Scheda |
Ogni anno, in Italia, 140.000 coppie chiedono di ricorrere alla fecondazione assistita per curare la sterilità (TRA). Il parlamento ha di recente approvato una legge che regola l’accesso a tali pratiche. Essa rappresenta un nuovo e pesante attacco alla condizione delle donne, alla 194 e alle conquiste delle lotte degli anni passati, che può essere compreso pienamente se viene considerato come parte dell’attacco quotidiano sferrato alle condizioni di vita e di lavoro delle donne e dei proletari. Nel caso specifico è un attacco volto a mettere sotto il controllo dello stato e a subordinare al mercato la più "naturale" delle esperienze umane: la procreazione. È basato su tre punti fondamentali.
Primo: il riconoscimento dell’embrione come soggetto autonomo titolare di diritti. È il primo passo per mettere in discussione la legge 194, e sancire la scissione/contrapposizione fra madre e nascituro. Lo stato assume il potere di "tutelare" i diritti del nascituro senza tener conto dei diritti e della volontà della madre e anche contro di essi.
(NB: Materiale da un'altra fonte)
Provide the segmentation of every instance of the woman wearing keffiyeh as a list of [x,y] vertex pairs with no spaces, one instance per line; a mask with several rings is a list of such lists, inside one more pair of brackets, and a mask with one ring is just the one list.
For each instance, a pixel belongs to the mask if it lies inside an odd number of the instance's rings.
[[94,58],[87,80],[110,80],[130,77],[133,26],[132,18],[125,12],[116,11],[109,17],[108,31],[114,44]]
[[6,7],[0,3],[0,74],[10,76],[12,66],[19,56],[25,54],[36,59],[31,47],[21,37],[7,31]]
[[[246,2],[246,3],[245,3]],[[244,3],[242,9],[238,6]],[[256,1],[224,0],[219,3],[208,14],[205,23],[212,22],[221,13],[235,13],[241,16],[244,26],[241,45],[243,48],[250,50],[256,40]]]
In nome dei diritti dell’embrione, che le tecniche attualmente in uso lederebbero, le donne che vogliono ricorrere alla TRA devono sottoporsi a trattamenti fortemente invasivi e umilianti, con grave danno per la salute fisica e psichica.
Secondo: l’esclusione dall’accesso alla TRA di ogni soggetto estraneo alla coppia. Si ribadisce così il rafforzamento dell’istituto familiare. In pari tempo, col taglio drastico delle spese sociali, si delega sempre più ai singoli la funzione di cura delle nuove generazioni, che dovrebbe essere prettamente sociale.
Terzo: l’esclusione dalla sanità pubblica delle pratiche più avanzate e la conseguente esclusione delle proletarie dall’accesso alla procreazione assistita, mentre si salvaguardano gli interessi miliardari dei privati che la gestiscono.
Questa legge va respinta con la mobilitazione di massa delle donne e di tutti i lavoratori. Per rendere la lotta veramente efficace, è necessario estendere la mobilitazione e la lotta alle cause della sterilità, che vanno ben al di là delle disfunzioni fisiologiche, come conferma il continuo aumento degli aborti "spontanei". Da un lato c’è l’instabilità del lavoro e delle condizioni di vita. Che, tra l’altro, costringe le donne a rinviare per anni la maternità, facendola coincidere con l’età biologicamente meno fertile (con l’annesso l’uso prolungato di pratiche contraccettive niente affatto innocue). Dall’altro c’è l’instabilità affettiva, la difficoltà di creare rapporti umani e di coppia forti, all’interno dei quali poter "concepire" la cura di una nuova vita. Lo smantellamento implacabile di quel che resta dello stato sociale, l’insostenibilità del doppio ruolo di lavoratrice e madre, porta spesso a rinunciare alla maternità. D’altra parte i costi, le difficoltà di ogni tipo e le lentezze burocratiche ostacolano e scoraggiano il ricorso all’adozione.
Le donne del resto, anche quando riescono ad avere dei figli, devono ben presto accorgersi che questa parte della vita sarà vissuta nella più completa solitudine. È questo il segno dominante dell’attacco quotidiano del capitalismo: l’assalto a ogni possibilità di concepirsi non come individui deboli e soli, ma come classe, come collettività che ha problemi comuni, che insieme può battersi per liberarsi da tutte le oppressioni.
Così, anche quando i figli arrivano e la vita sembra tranquilla e normale, la cronaca dei delitti "in famiglia" di madri che uccidono i loro figli e se stesse, offre in vista i sintomi estremi di un peggioramento complessivo della vita delle donne, cui si offrono lavori precari e stressanti, disprezzo e umiliazioni crescenti, un’immagine spregevole di sé come oggetto di pornografia e di pubblico sollazzo, e in aggiunta un lavoro domestico da vivere in solitudine. Un cocktail cui le donne reagiscono con una lotta quotidiana fatta di rinunce, sacrifici, e gesti disperati di autodistruzione. È quindi contro il modo in cui è impostata ora l’intera vita della donna e con l’obiettivo di rendere alla maternità il carattere di esperienza sociale, che bisogna iniziare a mobilitarsi.
Una prima reazione s’è avuta con la manifestazione del 6 giugno a Roma. È è necessario darvi seguito chiamando le donne a un nuovo protagonismo, alla mobilitazione nei posti di lavoro, nei quartieri, nelle scuole, fra le immigrate. Mostrando come un’unica politica lega questa legge ai tagli alla spesa sociale, alle difficili prospettive di lavoro, ai mercificati rapporti con l’altro sesso. Per rispondervi con un’unica lotta contro il governo e contro il sistema capitalista.